QuickaPay was co-founded by Nathan Carroll and Nick Glynn in 2019 and was one of the first companies to emerge out of the early-stage VC and startup accelerator Antler Australia.

Antler invested pre-seed funding in QuickaPay and it’s the VC’s first exit among more than 50 startups it’s nurtured and backed since also launching in Sydney in 2019.

The startup’s other backers include Black Nova, Thorn Business Finance and Lederer group.

RapidPay offers online payment solutions for legal practitioners and is owned by LEAP-InfoTrack Group.

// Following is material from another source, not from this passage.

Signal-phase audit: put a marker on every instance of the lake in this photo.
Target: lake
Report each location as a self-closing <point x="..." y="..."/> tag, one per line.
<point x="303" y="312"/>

It operates in Australia, the US and the UK and plans to use QuickaPay to offer a dedicated payment and BNPL service for Australian law firms.

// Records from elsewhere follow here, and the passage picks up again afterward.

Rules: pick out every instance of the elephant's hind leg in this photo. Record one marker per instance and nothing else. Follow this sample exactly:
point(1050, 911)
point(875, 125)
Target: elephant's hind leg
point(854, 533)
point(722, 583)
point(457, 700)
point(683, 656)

Co-founder Nick Glynn said QuickaPay set out to solve the problem of poor cash flow for small businesses in both B2B and B2C. Its prototype product was a simple invoice upload and payment service, which resulted in 10 clients signing on during the launch week. 

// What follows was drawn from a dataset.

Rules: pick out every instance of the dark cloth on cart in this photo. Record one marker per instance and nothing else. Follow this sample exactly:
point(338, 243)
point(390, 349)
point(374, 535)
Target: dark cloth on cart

“It was then we realised the potential for Quicka to grow into an all-in-one payment and finance platform and rapidly launched Payment Links, which now outnumbers our invoice based payments by almost 20:1,” Glynn said. 

QuickaPay evolved into integrations and API payments before entering the legal space and encountering RapidPay. 

The two companies will merge their teams and technology. Glynn said the collaboration will enable law firms using RapidPay to get paid faster by offering BNPL to their clients, in addition to RapidPay’s existing market-leading capabilities in legal payments. 

“Today, we are bringing together our financing platform with RapidPay and our ambition of what we can achieve together to create a global player providing payments and finance to Legal firms home and abroad,” he said. 

“As part of this acquisition, we’ll be closing the doors of QuickaPay to new merchants and continue to support our current merchants and customers until March 2022 before merging with the new RapidPay platform. We’d both like to thank those who accompanied us on this journey.” 

Antler APAC managing partner Bede Moore said he was impressed by the speed the QuickaPay team demonstrated in growing, scaling the business ahead of the exit. 

“In two short years, this team has been able to attract 700 merchants and over 6,200 customers to its platform, which is no small feat considering the majority of that time was spent in lockdown due to the Coronavirus pandemic. They built a robust business and a strong team, all of whom will follow them into the RapidPay acquisition,” he said.

“As one of the first teams built with and invested in by Antler, and the first to be acquired, it’s a special moment for the Antler Australia team and Fund. We’re so proud to have supported QuickaPay from the start. Its journey and evolution is evidence of the success of the Antler model.”